Sunday, 7 June 2015

California Thursdays Success Story




Gary Petill is convinced that if you’re trying to get kids to eat healthy food, the secret is in the presentation. Petill would know. He’s responsible for serving over 26 million meals a year through the San Diego Unified School District (SDUSD), and has an impressive track record when it comes to pushing produce.

That’s why Petill and his staff serve fruit cups chock-full of bright slices of mango, watermelon, cucumber, and jicama in see-through containers. School salad bars brim with locally sourced lettuce, tomatoes, broccoli, kiwis, and citrus, and sport signs encouraging students to “Try Something New.”

The effort doesn’t end at the salad bar.

Mondays are meatless. School gardens are thriving. A vibrant farm-to-school program taps into San Diego County’s 350+ organic farms (the most in the nation). Those farms also support the popular “Harvest of the Month” program, through which a locally grown item such as creamy avocados or juicy plums is introduced to students and offered repeatedly throughout each month. An innovative "Breakfast in the Classroom" program reaches 90 percent of eligible children, up from only 25 percent when it began. And the "Prime Time Kids" dinner program currently serves a nutritious evening meal to students at more than 120 sites.

Knowing how to launch and maintain a successful nutrition program may help San Diego succeed with its next one.

Starting in late October, two dozen San Diego schools are rolling out California Thursdays™, a collaboration with the nonprofit Center for Ecoliteracy.
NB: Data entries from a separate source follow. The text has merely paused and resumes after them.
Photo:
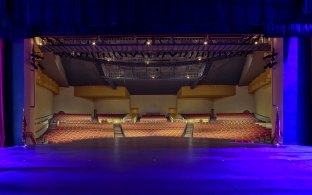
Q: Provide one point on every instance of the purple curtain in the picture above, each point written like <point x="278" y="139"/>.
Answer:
<point x="2" y="136"/>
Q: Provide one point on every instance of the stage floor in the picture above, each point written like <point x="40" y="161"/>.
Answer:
<point x="156" y="166"/>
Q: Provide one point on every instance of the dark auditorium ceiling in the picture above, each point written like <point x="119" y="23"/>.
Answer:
<point x="153" y="64"/>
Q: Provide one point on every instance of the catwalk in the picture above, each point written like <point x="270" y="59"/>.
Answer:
<point x="156" y="166"/>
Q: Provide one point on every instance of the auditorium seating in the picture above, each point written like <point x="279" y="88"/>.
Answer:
<point x="245" y="132"/>
<point x="77" y="118"/>
<point x="174" y="129"/>
<point x="195" y="118"/>
<point x="239" y="117"/>
<point x="68" y="132"/>
<point x="110" y="118"/>
<point x="153" y="119"/>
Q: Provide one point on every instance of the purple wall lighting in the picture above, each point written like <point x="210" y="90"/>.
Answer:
<point x="2" y="136"/>
<point x="290" y="91"/>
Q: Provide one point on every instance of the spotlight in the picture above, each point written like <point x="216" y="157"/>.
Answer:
<point x="270" y="56"/>
<point x="148" y="42"/>
<point x="270" y="65"/>
<point x="34" y="65"/>
<point x="40" y="66"/>
<point x="36" y="56"/>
This new program taps into San Diego’s existing commitment to source local produce, but takes it further by offering students a complete meal featuring ingredients from the Golden State.

The California Thursdays program is designed to connect the food on the plate to nearby farms and local communities that students know first-hand. Tender local asparagus and just-picked strawberries already come with great flavor; layering in the California Thursdays message teaches students to consider the source of their food and helps emerging healthy habits take root.


Preparation for California Thursdays also helped push the school district to hone its definition of "local."

"Being in California, we could always get local produce, but we weren’t always tracking it or establishing relationships with farmers," says Ashley Cassat, SDUSD farm-to-school specialist. "Now we have a San Diego designation for items sourced within 25 miles, a Southern California designation (within 250 miles), and an overall California designation. "In our contracts, we now specify a geographic preference. Not a lot of schools do that."

Fresh local produce garners priority status at San Diego Unified School District. The district spends $5 million a year on produce, and up to 25 percent of it is purchased locally. However, getting the message to parents that locally sourced fresh food is available in the lunchroom hasn’t been easy.

"We can do the best food in the world, but if parents and students don’t know what we’re doing, we don’t get to serve them," says Petill.

California Thursdays may be just the communication vehicle the district needs.

"Will California Thursdays help them get the message out? Absolutely," says Adam Kesselman, Rethinking School Lunch program manager for the Center for Ecoliteracy. "San Diego is joining a network of 14 other school districts, including Los Angeles, San Francisco, and Oakland, that together serve 190 million meals a year. San Diego is joining a bigger story — one that’s already attracting media attention, and we’re just starting."

Fred Espinosa, food service manager, says that the new California Thursdays program will start with a soft launch, but the school district intends to grow the program robustly. Success will hinge on the ability to get the word out to parents and students and encourage them to give school lunch a try. Espinosa says they’ve been working closely with the Center for Ecoliteracy on refining the messages aimed at parents and kids.

"The biggest help is that the Center for Ecoliteracy has turnkey [ready-to-use] solutions for our marketing materials, graphics, and website. That really helps, so we don’t have to reinvent the wheel," he says.

It’s help the school district depends on. The message that school food can be both delicious and nutritious needs to be repeated with each incoming class. “Changing the perception of school food is the hardest thing we deal with,” says Petill. "We are one school district that’s not sitting on our hands. We keep pushing forward. Every year, we have new kids and new parents whom we have to educate."